Auch Pflegedienstleiterin Melanie Heuerding-Josephowitz kann vom positiven Effekt der Musik in den beiden Wohngruppen für dementiell Erkrankte berichten. „Seit dem ersten Konzert im August 2013 haben wir das Projekt im Haus fortgesetzt“, erzählt sie. „Seither musizieren wir einmal wöchentlich in den Wohngruppen und singen eine Stunde lang ein bestimmtes Repertoire an Liedern. Dabei blühen die Bewohner auf, sie reden mehr als sonst und im Anschluss zeigen sie mehr Appetit. Man kann sagen, dass sich bei den leichteren Fällen von Demenz durch das regelmäßige Programm der Gesundheitszustand stabilisieren kann.“

Für „Klang und Leben“ füllt die Pflegedienstleiterin nach jeder Veranstaltung einen Evaluationsbogen über das Befinden jedes Teilnehmers aus. Prof. Eckart Altenmüller von der Musikhochschule Hannover, der das Projekt seit der ersten Stunde begleitet, wird die Ergebnisse wissenschaftlich auswerten. „Jeder Mensch hat einen Soundtrack seines Lebens. Bestimmte Erlebnisse wie die erste Liebe oder schöne Reisen sind meist mit bestimmten Liedern verbunden“, erzählt Graziano Zampolin. „Wir haben schon viele positive Beispiele sammeln können, wie Musik die Gefühle weckt und die biografische Erinnerungsarbeit nachhaltig unterstützen kann.“ Im kommenden Jahr wollen die Macher von „Klang und Leben“ in Hannover eine Akademie gründen und ihre Erfahrungen an Menschen in sozialen und pflegerischen Berufen weitergeben.
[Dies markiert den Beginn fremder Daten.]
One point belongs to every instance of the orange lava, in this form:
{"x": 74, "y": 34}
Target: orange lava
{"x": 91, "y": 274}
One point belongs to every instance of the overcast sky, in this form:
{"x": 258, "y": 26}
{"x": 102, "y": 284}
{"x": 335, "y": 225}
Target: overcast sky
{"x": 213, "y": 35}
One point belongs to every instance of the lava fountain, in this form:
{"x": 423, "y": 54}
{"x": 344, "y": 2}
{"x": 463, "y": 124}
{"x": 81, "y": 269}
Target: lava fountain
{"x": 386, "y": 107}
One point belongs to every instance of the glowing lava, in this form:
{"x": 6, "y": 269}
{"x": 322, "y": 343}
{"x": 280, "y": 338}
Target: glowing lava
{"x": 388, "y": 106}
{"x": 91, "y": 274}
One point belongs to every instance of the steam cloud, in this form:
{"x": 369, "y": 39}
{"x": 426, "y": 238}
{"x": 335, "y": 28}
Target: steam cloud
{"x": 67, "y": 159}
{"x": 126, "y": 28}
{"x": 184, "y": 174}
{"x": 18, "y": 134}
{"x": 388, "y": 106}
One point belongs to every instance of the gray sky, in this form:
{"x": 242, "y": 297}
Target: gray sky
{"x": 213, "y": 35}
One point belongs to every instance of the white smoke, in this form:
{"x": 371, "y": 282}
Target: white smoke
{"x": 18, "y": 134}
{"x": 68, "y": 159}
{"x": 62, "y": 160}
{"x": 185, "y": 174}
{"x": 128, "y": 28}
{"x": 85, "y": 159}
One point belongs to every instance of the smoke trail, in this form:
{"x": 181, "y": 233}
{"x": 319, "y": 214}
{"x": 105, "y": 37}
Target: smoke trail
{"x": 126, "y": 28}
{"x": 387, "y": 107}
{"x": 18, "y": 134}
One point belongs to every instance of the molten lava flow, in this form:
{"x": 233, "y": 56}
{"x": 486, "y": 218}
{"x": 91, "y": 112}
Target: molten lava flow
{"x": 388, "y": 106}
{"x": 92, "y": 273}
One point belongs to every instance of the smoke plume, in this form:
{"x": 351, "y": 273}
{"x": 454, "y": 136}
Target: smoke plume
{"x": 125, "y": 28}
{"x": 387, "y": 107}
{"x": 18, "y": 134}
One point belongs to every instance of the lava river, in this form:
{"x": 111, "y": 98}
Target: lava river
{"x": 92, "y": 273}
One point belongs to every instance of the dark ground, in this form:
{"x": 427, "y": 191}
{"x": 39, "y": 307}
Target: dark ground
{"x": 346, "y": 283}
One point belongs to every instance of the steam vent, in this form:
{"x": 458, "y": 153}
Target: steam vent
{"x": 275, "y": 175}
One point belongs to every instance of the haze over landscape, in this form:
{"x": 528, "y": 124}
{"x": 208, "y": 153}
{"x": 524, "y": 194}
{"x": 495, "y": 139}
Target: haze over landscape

Am Ende der Veranstaltung betrachtet der Bewohner, der früher selbst Schlagzeug gespielt hat,  interessiert das Cajon, das Rainer Schumann bei den Konzerten als mobiles Schlagzeug nutzt. Vorsichtig nimmt er auf der Kiste Platz und probiert die Fußtrommel aus. Als er seinen Rhythmus gefunden hat, strahlt der 73jährige übers ganze Gesicht und murmelt „gut, gut“. Wenig später fachsimpelt er mit Rainer Schumann – vom ehemaligen Jazz-Schlagzeuger zum Rockdrummer – über den Effekt einer Snaredrum-Trommel. „Musik machen ist wie Rad fahren – man kann es nicht verlernen“, meint Rainer Schumann zum Abschied. Und hat ein weiteres kleines Wunder für die positive Wirkung von „Klang und Leben“ sammeln können.